The recent downturn had emphasised the importance of effective working capital management for SMEs and corporations alike. There is the constant challenge of extending payment terms without diminishing suppliers’ sustainability, and this draws down to effective supply chain management. Having identified these potential areas for better efficiency, large corporations had approached CIMB for supply chain financing solutions to address the gap.
Corporations have also recognised the importance of cash flow visibility and liquidity management. Participating accounts in CIMB’s liquidity management offering have been growing strongly as clients are keen to source for internal liquidity and gain control over their cash flows.
What are the most important product innovations you are introducing to the market? Have you strengthened your cash and trade teams?

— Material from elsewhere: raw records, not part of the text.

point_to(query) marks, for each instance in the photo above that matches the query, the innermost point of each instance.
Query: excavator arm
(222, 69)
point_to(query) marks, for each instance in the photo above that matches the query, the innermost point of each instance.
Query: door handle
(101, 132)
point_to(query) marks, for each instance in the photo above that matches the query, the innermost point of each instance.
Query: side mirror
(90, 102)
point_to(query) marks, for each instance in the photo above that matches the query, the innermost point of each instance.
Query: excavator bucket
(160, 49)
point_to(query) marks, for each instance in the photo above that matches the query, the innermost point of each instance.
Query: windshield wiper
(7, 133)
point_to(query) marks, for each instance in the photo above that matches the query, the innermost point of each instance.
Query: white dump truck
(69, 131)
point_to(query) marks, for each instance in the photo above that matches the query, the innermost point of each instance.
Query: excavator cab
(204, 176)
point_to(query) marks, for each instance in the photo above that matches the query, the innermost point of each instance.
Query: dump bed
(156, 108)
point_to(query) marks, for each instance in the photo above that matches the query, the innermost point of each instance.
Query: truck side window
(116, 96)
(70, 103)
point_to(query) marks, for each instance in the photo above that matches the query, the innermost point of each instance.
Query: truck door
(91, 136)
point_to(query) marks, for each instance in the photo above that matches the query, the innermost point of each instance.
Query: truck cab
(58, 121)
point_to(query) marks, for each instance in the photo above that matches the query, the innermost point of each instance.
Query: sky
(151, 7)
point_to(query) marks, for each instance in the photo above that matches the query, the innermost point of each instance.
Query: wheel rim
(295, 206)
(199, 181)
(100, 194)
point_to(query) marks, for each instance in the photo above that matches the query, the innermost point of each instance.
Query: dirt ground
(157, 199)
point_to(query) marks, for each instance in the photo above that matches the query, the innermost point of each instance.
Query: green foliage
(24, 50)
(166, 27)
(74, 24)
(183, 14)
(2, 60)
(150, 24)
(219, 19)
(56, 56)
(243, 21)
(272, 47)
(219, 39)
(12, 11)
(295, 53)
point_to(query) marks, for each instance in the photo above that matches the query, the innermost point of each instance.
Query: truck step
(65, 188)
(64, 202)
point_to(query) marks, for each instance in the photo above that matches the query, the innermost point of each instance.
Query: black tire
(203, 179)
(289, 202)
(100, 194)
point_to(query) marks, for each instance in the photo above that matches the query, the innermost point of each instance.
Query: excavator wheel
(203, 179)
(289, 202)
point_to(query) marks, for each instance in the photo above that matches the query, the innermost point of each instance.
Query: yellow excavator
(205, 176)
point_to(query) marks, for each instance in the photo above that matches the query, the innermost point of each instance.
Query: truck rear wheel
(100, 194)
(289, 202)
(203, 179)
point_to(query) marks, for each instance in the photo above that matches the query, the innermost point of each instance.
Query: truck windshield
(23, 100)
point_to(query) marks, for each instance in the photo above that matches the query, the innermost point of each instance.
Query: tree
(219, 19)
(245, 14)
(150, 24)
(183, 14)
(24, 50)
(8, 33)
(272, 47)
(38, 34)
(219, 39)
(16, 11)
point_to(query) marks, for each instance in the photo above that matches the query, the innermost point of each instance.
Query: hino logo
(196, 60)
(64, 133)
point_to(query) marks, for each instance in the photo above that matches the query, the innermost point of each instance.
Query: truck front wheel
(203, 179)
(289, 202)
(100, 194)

Leveraging on local expertise and cross-sharing of best practices in the region, CIMB continues to develop tailored solutions for its clients. In 2010, it enabled efficient processes which provide clients with relatively quicker access to trade products and financing.
By late 2010, CIMB increased its transaction banking staff strength by over 30%, attracting talents from both local and foreign banks. We have successfully built the foundation of a unified culture across the region and set the stage for active cross-sharing of knowledge and best practices among our staff in all our footprint countries.
Small and medium-size companies largely require traditional trade products focusing on liquidity and cheap pricing. How are smaller banks competing with international and local banks for this market?
As a key success factor for banks to provide excellent transaction banking services to customers, significant investment in technology is required. Smaller-sized banks are often disadvantaged but would be able to form strategic partnerships with larger or international banks for white-labelling services. In a win-win relationship, the international banks would provide the capabilities to local or smaller banks in return for domestic market knowledge and intelligence.
At CIMB, we are leveraging on our extensive 1,100 regional branch network and over 3,700 automatic teller machines (ATMs) as our competitive advantage.
Many companies are now multi-banked. Does this work for or against local banks, and for or against international banks?
Given the increasing emphasis by corporate clients on streamlining their treasury, trade and payments processes, corporations are seeking for standard interface. While many corporations maintain accounts with several banks, we observed that clients aspire to enhance relationships with their main bankers. While our relationships with clients has increasingly evolved towards a partnering role, where clients view us as their advisors, as well as banker that can provide added-value to their business beyond transactional processing, we have not forgotten that we are in the business of service.